The success of the recent Strata and Structure conferences (conclusions from last year’s conference and resulting trends can be found here) reinforced the accelerating corporate interest in big data and the specific need for applications and techniques that take advantage of Hadoop. Based on the presentations I attended or read about, it appears that more companies are getting comfortable collecting Petabyte scale data sets from sensor networks, social applications, IT log files, and online advertising applications. However, many of the companies collecting these data sets appear to have been struggling with the analysis of the collected data, primarily because of its volume and its complexity (reflected in both the number of unique attributes but also in the fact that data relevant for a particular type of analysis may be spread among several data sets that need to be brought together). Larger corporations that have already developed data warehousing and analytic infrastructures must understand how to use Hadoop in order to deal with the data volumes being collected in the context of their existing infrastructures. Smaller private companies, on the other hand, are trying to establish such infrastructures for the first time and trying to determine what role Hadoop can ultimately play.

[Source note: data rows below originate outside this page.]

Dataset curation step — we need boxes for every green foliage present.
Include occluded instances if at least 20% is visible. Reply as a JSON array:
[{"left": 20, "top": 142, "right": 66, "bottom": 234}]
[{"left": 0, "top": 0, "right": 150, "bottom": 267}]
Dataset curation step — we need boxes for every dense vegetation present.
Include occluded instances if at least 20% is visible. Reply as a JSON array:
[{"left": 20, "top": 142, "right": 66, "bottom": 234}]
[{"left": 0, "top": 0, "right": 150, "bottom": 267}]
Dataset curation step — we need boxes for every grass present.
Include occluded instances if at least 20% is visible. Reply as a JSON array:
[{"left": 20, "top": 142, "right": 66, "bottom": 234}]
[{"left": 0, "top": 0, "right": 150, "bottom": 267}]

Companies analyze data either through interactive queries or by creating models. Such models can predict the outcome of future actions or automatically describe characteristics of data sets. Examples of emerging analytic big data applications include social media sentiment analysis, and analysis of various forms of data logs for online advertising, computer security, etc. Hadoop’s MapReduce batch processing programming model has proven effective for model creation. One may even say that for model creation Hadoop could further benefit by interfacing with open source modeling tools such as those offered by Revolution Analytics. But for applications that require the generation of real time decisions using such models, e.g., deciding which online ad to display in a particular web page, or determining the likelihood that a credit card transaction is fraudulent before authorizing it, Hadoop’s batch model is inappropriate. Similarly, Hadoop’s batch processing model is inappropriate for applications that are driven by interactive analytic queries, e.g., identifying the effectiveness of particular price discounts in increasing the unit sales of a product in a specific geographic region. Hadoop’s strengths make it the ideal “preprocessor” for big data; essentially, the ETL tool for big data analytic infrastructures.

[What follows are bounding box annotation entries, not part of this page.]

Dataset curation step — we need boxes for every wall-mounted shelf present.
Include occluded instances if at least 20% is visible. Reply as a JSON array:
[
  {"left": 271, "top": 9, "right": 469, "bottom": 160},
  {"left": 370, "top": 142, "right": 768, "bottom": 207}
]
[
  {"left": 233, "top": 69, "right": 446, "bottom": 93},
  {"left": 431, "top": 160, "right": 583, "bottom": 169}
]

Let me elaborate. Users of analytic applications that are driven by interactive queries can use Hadoop to select the right data to query (which often involves testing the information content of various data sources before deciding which ones to use), determine whether data from the selected sources needs to be merged into a new source, or transform the data in some other way, (for example, by creating new derived attributes). In other words, a lot of what commercial ETL tools do today. In a company with a pre-existing data warehousing infrastructure, analysts can import (load) the preprocessed data into the commercial analytic database, e.g., Teradata, Netezza, Greenplum, or the in-memory database, e.g., Qliktech, and start interacting with it through queries. In a company without such infrastructure, as is the case with most startups that make heavy use of big data analytics, the preprocessed data can be subsequently loaded in a NoSQL database for further analysis.

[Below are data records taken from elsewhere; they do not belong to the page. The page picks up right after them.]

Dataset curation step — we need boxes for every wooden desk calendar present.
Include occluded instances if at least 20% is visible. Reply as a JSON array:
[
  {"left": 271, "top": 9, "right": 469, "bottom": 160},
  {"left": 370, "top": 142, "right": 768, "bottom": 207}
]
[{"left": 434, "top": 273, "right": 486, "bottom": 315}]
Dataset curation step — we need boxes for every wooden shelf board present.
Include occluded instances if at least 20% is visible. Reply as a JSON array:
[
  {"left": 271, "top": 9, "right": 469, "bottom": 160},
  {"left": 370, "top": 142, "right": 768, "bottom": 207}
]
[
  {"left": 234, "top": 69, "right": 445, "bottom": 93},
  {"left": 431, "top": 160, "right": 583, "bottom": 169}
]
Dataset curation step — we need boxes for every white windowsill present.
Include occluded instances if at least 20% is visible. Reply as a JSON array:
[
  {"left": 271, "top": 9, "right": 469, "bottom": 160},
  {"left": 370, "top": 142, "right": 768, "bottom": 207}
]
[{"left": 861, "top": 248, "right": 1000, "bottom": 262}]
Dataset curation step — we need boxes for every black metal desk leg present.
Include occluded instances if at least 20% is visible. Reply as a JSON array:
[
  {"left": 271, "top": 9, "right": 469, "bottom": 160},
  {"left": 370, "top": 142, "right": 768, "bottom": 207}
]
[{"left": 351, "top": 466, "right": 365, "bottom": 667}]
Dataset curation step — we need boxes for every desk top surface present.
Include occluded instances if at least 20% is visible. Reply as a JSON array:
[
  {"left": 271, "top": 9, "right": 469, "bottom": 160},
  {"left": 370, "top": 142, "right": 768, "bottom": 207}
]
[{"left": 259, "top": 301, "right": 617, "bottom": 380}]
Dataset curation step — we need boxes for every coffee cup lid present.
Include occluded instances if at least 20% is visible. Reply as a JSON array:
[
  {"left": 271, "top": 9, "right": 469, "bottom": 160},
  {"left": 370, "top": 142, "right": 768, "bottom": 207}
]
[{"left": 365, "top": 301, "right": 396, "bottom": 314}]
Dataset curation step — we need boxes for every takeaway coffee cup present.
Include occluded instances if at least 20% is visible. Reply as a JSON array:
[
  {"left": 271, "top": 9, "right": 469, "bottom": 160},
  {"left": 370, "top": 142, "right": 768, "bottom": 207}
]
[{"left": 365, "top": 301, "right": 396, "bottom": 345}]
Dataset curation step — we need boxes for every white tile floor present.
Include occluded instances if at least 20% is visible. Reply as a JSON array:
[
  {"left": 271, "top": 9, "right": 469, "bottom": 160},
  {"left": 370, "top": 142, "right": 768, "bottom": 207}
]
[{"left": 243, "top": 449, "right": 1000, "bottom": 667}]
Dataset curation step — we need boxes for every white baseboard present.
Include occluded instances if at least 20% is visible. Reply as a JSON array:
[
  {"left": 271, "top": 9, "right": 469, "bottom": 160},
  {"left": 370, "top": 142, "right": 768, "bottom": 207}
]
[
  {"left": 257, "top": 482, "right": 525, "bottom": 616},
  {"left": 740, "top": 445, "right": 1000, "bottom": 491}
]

Where does this leave big data analytic workbenches like those offered by companies such as Karmasphere and Datameer? To reach the big data analytic mainstream such workbenches must be part of the Hadoop ecosystem as they have the potential to make it easy for users to set up analytic tasks and perform analyses. However, their ultimate success will depend on whether Hadoop continues to be viewed as an important component for big data analytics, the approach big data stack vendors, e.g., Cloudera, decide to take regarding the end user/analyst, i.e., will they support such a user directly or through partners, and how well these workbenches become integrated with each big data stack.